FwError is 65 bytes (1-byte source + 12-byte code + 52-byte message, no padding). The Rust port has a compile-time assert!(core::mem::size_of::<FwError>() == 65) to guard against C-side layout drift.

Ring sizing — ERROR_STORE_RING_SIZE = 6

Raising the depth widens FwError[] copies inside critical sections — keep ≤16 (F-ME-12). 6 is enough that a transient burst (failed CAN init + dropped USB cmd + stale signal warning) doesn’t evict the underlying root cause.

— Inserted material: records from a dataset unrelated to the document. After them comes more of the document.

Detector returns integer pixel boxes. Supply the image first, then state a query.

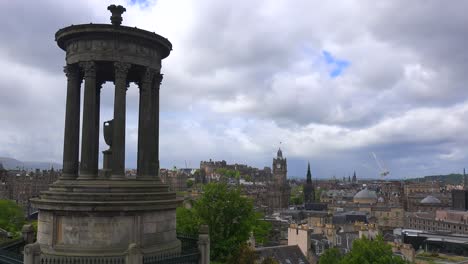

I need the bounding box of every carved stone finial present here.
[107,5,126,26]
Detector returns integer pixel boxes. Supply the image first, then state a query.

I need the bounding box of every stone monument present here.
[29,4,181,262]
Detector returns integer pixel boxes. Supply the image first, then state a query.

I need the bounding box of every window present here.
[336,236,342,245]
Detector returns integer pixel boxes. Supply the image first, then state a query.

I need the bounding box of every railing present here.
[142,233,200,264]
[0,233,201,264]
[40,255,125,264]
[177,233,199,254]
[0,239,25,254]
[0,248,23,264]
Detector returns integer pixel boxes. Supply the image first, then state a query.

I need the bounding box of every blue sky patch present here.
[322,50,350,78]
[128,0,151,7]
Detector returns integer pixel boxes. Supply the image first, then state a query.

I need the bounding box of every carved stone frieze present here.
[66,39,160,69]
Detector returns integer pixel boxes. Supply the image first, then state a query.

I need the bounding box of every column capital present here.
[79,61,96,78]
[114,62,131,78]
[63,64,81,80]
[153,73,163,90]
[141,68,157,84]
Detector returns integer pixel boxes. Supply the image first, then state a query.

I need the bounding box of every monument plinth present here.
[30,5,181,261]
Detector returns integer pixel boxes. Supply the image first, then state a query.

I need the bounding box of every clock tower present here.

Promoted from a local constexpr so the Studio ErrorBar UI and any other cross-package consumer can stay in sync with a single source of truth.

Push semantics

ErrorStore::push(source, code, message):

  • Duplicate (source, code) → updates the existing entry’s message in place. No eviction, no ordering change. version still increments so subscribers see the change.
  • New (source, code) and ring not full → inserts at the next slot (head + count).
  • New (source, code) and ring full → overwrites the oldest entry (head) and advances head by one. Newest entry always at the tail.

version is incremented unconditionally on any state change so getVersion() polls cheaply (no need to diff the buffer).

getAll — newest-first

ErrorStore::getAll(buf, &count, maxCount) copies up to maxCount entries into buf, newest first. The ErrorBar reads with maxCount = MAX_ROWS = 6 so the cap matches the ring size.

dismissAt — collapse the gap

ErrorStore::dismissAt(row) drops the entry at newest-first index row:

  • row == 0 (newest) → just decrement count, no shift needed.
  • row == count - 1 (oldest) → advance head by one, no copy needed.
  • middle → shift entries one position toward head to close the gap. The newest entry’s prior slot is left untouched but unreferenced.

Out-of-range row is a silent no-op AND does NOT advance version — locked down by test_dismissAt_versionAdvancesOnSuccess_… in the Unity suite.

Version bumps that the UI reads

ErrorBar::update() polls ErrorStore::getVersion() once per UI frame and short-circuits when unchanged. This is the bandwidth budget that keeps the error-render path off the hot frame loop. Adding a code path that bumps version without changing the buffer would burn UI cycles re-rendering the same content.